Updated on: October 2, 2024, 06:53h.
A Thai finance leader is urging policymakers to finalise casino gaming legislation by the middle of this month and is emphasizing the inclusion of provisions to allow global companies to bid for licenses in Thailand.
Deputy Finance Minister Julapun Amornvivat disagreed with a proposal from parliament member Korrawee Prissanantakul to have the planned entertainment complexes, including gaming venues, run by the government. While Amornvivat is encouraging the Thai customs, excise, and revenue departments to develop entertainment district plans by mid-month, he advocates for a cautious approach.

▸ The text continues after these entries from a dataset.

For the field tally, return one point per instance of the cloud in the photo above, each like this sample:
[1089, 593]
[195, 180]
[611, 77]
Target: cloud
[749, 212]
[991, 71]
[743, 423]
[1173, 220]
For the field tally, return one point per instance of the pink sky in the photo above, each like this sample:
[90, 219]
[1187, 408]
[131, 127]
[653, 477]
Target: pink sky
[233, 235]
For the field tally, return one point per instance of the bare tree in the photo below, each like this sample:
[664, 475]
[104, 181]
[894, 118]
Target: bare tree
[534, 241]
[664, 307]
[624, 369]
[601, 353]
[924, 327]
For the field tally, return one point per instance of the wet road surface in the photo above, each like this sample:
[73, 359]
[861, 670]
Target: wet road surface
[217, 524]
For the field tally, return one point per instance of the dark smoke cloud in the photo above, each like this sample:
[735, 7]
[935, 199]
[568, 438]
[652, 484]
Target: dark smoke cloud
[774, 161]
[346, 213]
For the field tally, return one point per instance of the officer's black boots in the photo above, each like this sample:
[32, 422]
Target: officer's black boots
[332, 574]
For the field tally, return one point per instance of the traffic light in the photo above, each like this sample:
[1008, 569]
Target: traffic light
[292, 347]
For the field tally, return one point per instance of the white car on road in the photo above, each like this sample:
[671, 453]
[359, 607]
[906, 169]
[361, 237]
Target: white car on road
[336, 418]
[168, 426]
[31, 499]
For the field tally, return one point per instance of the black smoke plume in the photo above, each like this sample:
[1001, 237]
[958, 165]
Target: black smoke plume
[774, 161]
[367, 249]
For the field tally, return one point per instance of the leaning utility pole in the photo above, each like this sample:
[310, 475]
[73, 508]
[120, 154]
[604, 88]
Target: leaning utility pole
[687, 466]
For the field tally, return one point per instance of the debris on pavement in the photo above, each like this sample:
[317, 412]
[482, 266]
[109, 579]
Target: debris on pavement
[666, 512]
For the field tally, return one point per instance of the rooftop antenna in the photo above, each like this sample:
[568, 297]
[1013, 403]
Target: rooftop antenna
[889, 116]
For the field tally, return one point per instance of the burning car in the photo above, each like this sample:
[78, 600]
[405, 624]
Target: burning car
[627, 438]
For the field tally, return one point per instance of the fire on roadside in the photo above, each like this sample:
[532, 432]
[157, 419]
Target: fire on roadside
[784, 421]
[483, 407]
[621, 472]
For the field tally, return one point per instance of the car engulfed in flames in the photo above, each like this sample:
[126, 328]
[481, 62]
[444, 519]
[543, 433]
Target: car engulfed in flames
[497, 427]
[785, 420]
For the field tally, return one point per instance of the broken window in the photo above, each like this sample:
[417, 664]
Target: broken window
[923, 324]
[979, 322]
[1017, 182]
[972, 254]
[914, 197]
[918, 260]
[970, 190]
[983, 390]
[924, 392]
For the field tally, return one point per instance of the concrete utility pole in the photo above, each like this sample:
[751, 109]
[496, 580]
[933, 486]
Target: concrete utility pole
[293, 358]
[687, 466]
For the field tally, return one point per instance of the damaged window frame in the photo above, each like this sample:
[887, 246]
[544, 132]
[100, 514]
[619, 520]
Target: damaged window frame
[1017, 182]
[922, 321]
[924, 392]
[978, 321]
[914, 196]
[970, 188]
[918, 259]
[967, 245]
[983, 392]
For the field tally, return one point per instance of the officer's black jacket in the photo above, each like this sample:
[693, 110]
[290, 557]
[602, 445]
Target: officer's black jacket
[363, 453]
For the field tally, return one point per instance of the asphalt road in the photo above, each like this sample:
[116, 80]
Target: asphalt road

We need to evaluate the project thoroughly to avoid negative impacts on the economy and society,” stated the deputy finance minister in a recent interview with The Bangkok Post.
Thailand recently concluded a public comment period on the 22-page Draft of the Complete Entertainment Business Act B.E. This period ran until August 18 and it appears that Thai citizens support the introduction of casino hotels to boost the country’s tourism industry, a major driver of economic activity.
Leading Gaming Companies Eyeing Thailand
With limited growth opportunities, especially outside the US, major players in the gaming industry are considering entering Thailand.
Las Vegas Sands, MGM Resorts International, and Wynn Resorts are among the US operators potentially seeking Thai licenses. MGM has indicated that its efforts in the country would be overseen by its MGM China division, which manages two integrated resorts in Macau. Given its significant presence in the Asia-Pacific region, Genting is also a contender for a Thai casino license.
Amornvivat informed The Bangkok Post of a vision where any private sector entity can apply for a permit in Thailand as long as it meets certain criteria, including an initial investment of nearly $1.3 billion, an application fee of around $13,000, and a licensing fee of approximately $640 million.
Overall, this would amount to a minimum investment of $2 billion per operator to establish a casino in Thailand, which may be appealing as it is lower than the financial commitments in other regions.
Attractive Casino Tax in Thailand
Local taxes are a concern for gaming companies, with no consistency across regions. However, Thailand seems to be aiming to attract the industry in this regard.
Experts anticipate Thailand opting for a 17% tax on gross gaming revenue (GGR) – the same rate as in Singapore. This tax rate is seen as attractive and competitive with other casino markets in the region.
Recent reports indicated that policymakers supportive of the casino plan in Thailand wish to see three gaming venues in the capital city of Bangkok and at least two more in rural areas.